Arkham Intelligence, a blockchain analytics firm, reported that North Korea’s Lazarus Group was responsible for the recent $1.46 billion hack of the cryptocurrency exchange Bybit.
The firm initially offered a reward of 50,000 ARKM tokens for information about the attackers. Later, on-chain investigator ZachXBT provided strong evidence linking the hack to Lazarus Group. His analysis included detailed transaction data and wallet connections related to the attack.
This hack is considered one of the largest in crypto history. Tom Robinson, co-founder of Elliptic, described it as the “largest crypto theft of all time.” The previous record was held by the $611 million stolen from Poly Network in 2021. According to Nansen, a blockchain data provider, the attackers first moved nearly $1.5 billion into a main wallet before distributing it across over 40 other wallets.
The stolen funds were converted from stETH, cmETH, and mETH to ETH. The attackers then transferred the ETH in increments of $27 million to more than ten additional wallets.

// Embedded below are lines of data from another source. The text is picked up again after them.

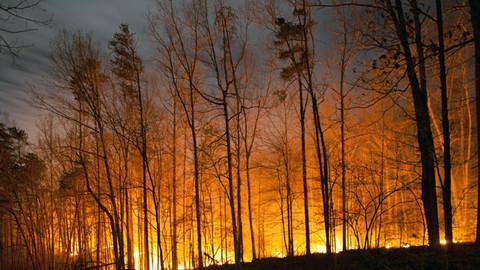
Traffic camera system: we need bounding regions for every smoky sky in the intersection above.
[0,0,333,142]
[0,0,155,141]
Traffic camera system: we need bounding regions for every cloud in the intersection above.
[0,0,155,138]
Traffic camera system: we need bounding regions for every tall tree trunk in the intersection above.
[469,0,480,244]
[435,0,453,244]
[297,75,311,255]
[385,0,440,246]
[172,92,178,270]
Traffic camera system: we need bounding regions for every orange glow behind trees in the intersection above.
[0,0,477,269]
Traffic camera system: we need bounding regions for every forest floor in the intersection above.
[207,244,480,270]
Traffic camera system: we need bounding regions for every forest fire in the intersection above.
[0,0,480,270]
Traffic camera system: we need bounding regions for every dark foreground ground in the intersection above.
[208,244,480,270]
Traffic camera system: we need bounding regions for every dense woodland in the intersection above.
[0,0,480,269]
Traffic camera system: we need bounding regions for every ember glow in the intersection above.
[0,0,480,270]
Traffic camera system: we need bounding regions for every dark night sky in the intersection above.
[0,0,155,139]
[0,0,332,143]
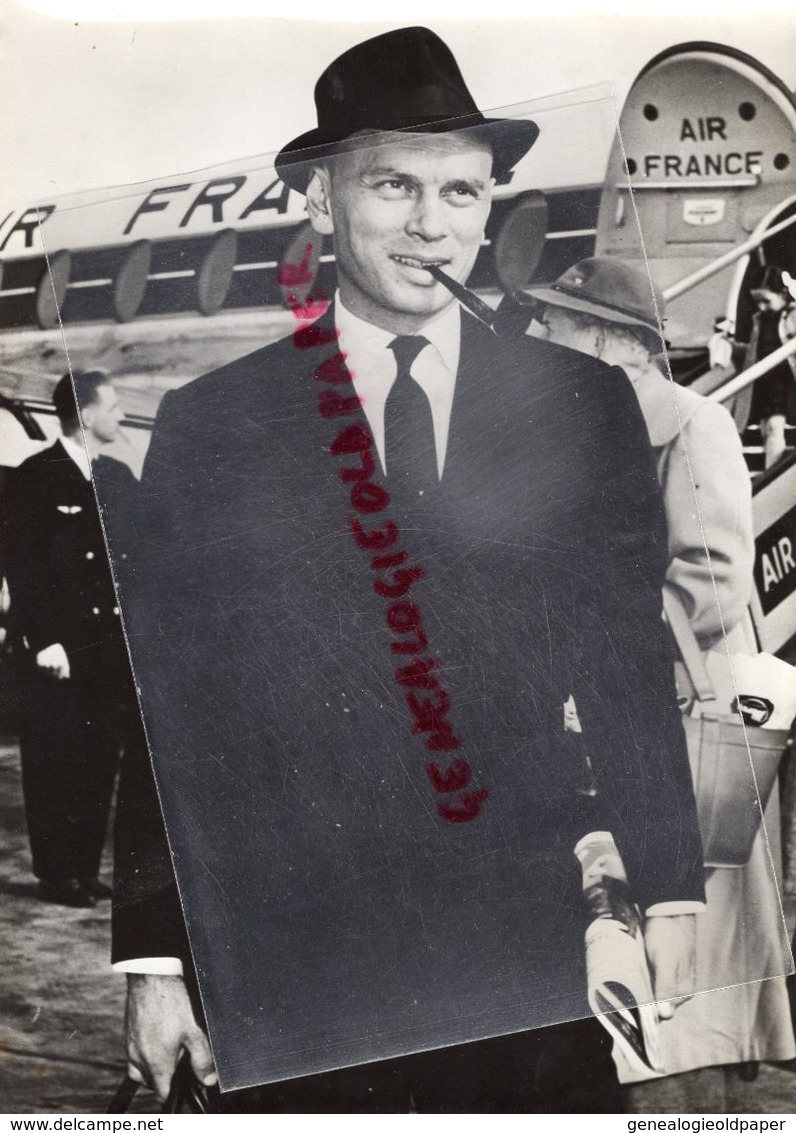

The hack was reportedly enabled by a method called “Blind Signing.” This occurs when a smart contract transaction is approved without fully understanding its details.
Ido Ben Natan, CEO of Blockaid, noted that this type of attack is becoming common among advanced cybercriminals, including those from North Korea. He mentioned similar attacks in the Radiant Capital breach and the WazirX incident.
The vulnerability arises because many signing processes rely on software interfaces that interact with decentralized applications (dApps), making them susceptible to manipulation.
Bybit’s CEO, Ben Zhou, stated that the hacker gained control of a specific ETH cold wallet and transferred all its contents to an unknown address. He assured users that the exchange remains solvent, even if the stolen funds are not recovered.